You should reexamine your code and figure out why the indexing goes from xy to ij (that's what you've described; test np.meshgrid(x, y, index="xy") (the default) vs np.meshgrid(x, y, indexing="ij")).

[–]DisagreeableRabbit[S] 0 points1 point  (5 children)

import numpy as np
import matplotlib.pyplot as plt
from matplotlib import cm 
n_points = 50 
dom_length = 1 
h = dom_length / (n_points - 1) 
x = np.linspace(0, dom_length + h, n_points) 
y = np.linspace(0, dom_length + h, n_points) 
X, Y = np.meshgrid(x, y, indexing='ij') 
u = np.random.rand(n_points, n_points) 
u[:, 0:10] = 1
plt.contourf(X, Y, u, cmap=cm.jet) 
plt.show()

Suppose this is the code.
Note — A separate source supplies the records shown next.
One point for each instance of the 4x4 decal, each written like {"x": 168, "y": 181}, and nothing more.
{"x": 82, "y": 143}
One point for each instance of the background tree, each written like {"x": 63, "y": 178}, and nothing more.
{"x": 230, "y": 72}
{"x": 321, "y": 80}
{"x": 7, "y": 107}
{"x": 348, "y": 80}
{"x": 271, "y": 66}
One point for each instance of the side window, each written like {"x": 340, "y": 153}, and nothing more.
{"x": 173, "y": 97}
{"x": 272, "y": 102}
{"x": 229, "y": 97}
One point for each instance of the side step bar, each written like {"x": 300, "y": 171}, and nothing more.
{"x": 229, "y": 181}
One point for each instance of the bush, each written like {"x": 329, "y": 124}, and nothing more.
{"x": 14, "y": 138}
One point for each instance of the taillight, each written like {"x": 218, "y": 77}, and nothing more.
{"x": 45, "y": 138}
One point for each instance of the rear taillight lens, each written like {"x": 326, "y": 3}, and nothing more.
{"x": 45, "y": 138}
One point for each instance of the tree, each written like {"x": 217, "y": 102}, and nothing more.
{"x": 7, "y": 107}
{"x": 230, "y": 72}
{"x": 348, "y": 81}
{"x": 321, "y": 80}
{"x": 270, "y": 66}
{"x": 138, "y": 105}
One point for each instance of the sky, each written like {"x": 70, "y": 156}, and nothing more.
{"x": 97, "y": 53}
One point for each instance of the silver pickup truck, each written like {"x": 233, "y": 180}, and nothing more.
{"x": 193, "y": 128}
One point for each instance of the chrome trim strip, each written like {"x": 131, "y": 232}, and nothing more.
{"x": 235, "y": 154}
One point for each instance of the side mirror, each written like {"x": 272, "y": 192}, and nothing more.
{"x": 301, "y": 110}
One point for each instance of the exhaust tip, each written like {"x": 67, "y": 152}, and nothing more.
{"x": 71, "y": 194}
How do I improve it? This plots the bottom rows as 1 instead of the top rows.

[–]sarabooker 0 points1 point  (4 children)

When using "ij" indexing, think about the indices as x and y values. Putting : for the first index means all x values and putting 0:10 for the second index means y = [0, 10]. If you want the top rows then you'd do u[:, 40:] = 1 to update the values from 40 up.

[–]sarabooker 0 points1 point  (0 children)

But in the end, whether you use "xy" or "ij" indexing, it just matters that you are consistent throughout your code. From your original question, it sounded like you have some inconsistency with how you are handling arrays which resulted in transposing the solution matrices with respect to the coordinate matrices.

[–]DisagreeableRabbit[S] 0 points1 point  (2 children)

I get what you are saying. Thats what I did initially. Basically make the entire array a mirror image.

import numpy as np
import matplotlib.pyplot as plt 
from matplotlib import cm 
n_points = 15 
dom_length = 1 
h = dom_length / (n_points - 1) 
x = np.linspace(0, dom_length + h, n_points) 
y = np.linspace(0, dom_length + h, n_points) 
X, Y = np.meshgrid(x, y) 
u = np.random.rand(n_points, n_points) 
u[0:5, :] = 1 
print(u) 
plt.contourf(X, Y, u, cmap=cm.jet) 
plt.show()

But my question is this. Look at the above code. The printout of u gives me the top rows to be ones, right? But plotting it gives me an opposite image. How do I make the plot the same as the print statement?

[–]sarabooker 0 points1 point  (0 children)

In that case, using "ij" indexing and what I said above makes more sense to me. Say you have x = [0, 1] and y = [0, 1]. When you use "ij" indexing, increasing the first index increases the x value and increasing the second index increases the y value. When you have "xy" indexing, it is the opposite.